Despite the tremendous progress in understanding cancer, successful control of advanced cancers remains a significant challenge in part due to tumor heterogeneity (7). Tumor heterogeneity is presented as molecular and cellular diversity at various levels, including within tumor, between different tumors, and over time. In cancer, tumor heterogeneity is thought to arise mostly from stochastic genomic alterations with selection favoring tumor growth and plasticity (8, 9). Nongenetic, but inheritable, epigenetic mechanisms can also play a role (10). Molecular subtyping efforts essentially attempt to find generalizable and actionable principles among heterogeneous cancers that arose from independently complex evolutionary trajectories. An illustrative example of this challenge can be found in colorectal cancer, where collective efforts have been conducted to establish consensus molecular subtypes that integrate multidimensional bulk-profiling data (11). More recently, single-cell resolution data established a new classification system for colorectal cancer (12). However, these data also show that individual cells exhibit more similarity within a tumor than across tumors, demonstrating that each tumor potentially can be classified as its own subtype. This can be attributed to individualized genetic variation and somatic evolutionary patterns that give rise to intertumoral variability in advanced cancers. Clinical outcomes also demonstrate the impact of tumor heterogeneity. Almost all advanced cancers develop resistance to targeted therapies, even those that exhibit drastic initial response. Evidence points to intratumoral and temporal heterogeneity as the main forces fostering therapy resistance (13). These instances highlight significant obstacles posed by tumor heterogeneity in decoding cancers with individual variabilities.

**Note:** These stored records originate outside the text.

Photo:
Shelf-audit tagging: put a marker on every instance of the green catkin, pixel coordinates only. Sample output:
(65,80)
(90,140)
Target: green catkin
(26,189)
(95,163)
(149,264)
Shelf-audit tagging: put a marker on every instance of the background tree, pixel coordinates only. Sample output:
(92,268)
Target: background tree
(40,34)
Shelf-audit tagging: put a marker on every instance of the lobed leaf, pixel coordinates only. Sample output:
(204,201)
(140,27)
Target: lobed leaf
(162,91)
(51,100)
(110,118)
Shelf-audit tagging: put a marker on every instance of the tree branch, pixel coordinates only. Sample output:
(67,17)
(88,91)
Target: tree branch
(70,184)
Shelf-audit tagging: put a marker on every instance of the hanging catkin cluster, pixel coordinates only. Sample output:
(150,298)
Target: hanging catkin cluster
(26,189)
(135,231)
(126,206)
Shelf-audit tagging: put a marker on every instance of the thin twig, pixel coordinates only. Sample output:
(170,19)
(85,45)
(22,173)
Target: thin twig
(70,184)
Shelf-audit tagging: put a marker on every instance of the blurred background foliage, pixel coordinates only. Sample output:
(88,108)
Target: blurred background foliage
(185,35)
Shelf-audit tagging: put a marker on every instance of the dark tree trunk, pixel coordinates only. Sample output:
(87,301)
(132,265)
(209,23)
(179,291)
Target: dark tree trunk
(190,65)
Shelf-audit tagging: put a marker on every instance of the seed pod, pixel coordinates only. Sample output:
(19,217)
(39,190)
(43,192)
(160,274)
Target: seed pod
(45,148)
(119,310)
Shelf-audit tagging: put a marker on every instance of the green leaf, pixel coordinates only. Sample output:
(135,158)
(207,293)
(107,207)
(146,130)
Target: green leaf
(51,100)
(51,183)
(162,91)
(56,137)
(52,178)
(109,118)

Lesions at premalignant stages can provide alternative windows for cancer intervention. Precancerous lesions often precede the development of invasive carcinoma (14). Precancers are usually less heterogeneous than cancers (13, 15), as premalignant lesions (PML) usually start with mutations in well-known driver genes that initiate neoplastic growth, as opposed to mutations arising later in tumor evolution that are harbored by subclones that contribute to intratumoral heterogeneity and patient-to-patient variation (16, 17). Given that higher levels of tumor heterogeneity render worse outcomes to anticancer treatments (13), it is conceivable that early intervention is the key to controlling cancer.
Studying precancers also benefits our understanding of the disease from the perspective of prevention. Extrinsic factors, such as diets, smoking, alcohol consumption, and microbiome differences have profound influences on cancer development (18–20). Understanding the mechanisms, such as disrupted pathways modulated by extrinsic factors, would offer valuable information for developing preventative strategies. For example, a high-fat diet induced intestinal stem cell adaptation through peroxisome proliferator-activated receptor signaling pathway is associated with colorectal cancer risks, and the inhibition of key proteins in this pathway can reduce the protumorigenic effects of a high-fat diet on tumor initiation (21). This understanding of the high-fat diet induced tumorigenesis pathway opens new opportunities for diet-mediated cancer prevention. Furthermore, because not all PMLs will progress to cancer, it is also crucial to understand the features distinguishing lesions at high risks to those (16, 17) that are likely to regress (14). Understanding precancer biology may, in some way, be more effective in controlling cancer, because this knowledge is key to deliver timely intervention, guide appropriate follow-up screening, prevent overtreatments, and identify potential targets for early intervention.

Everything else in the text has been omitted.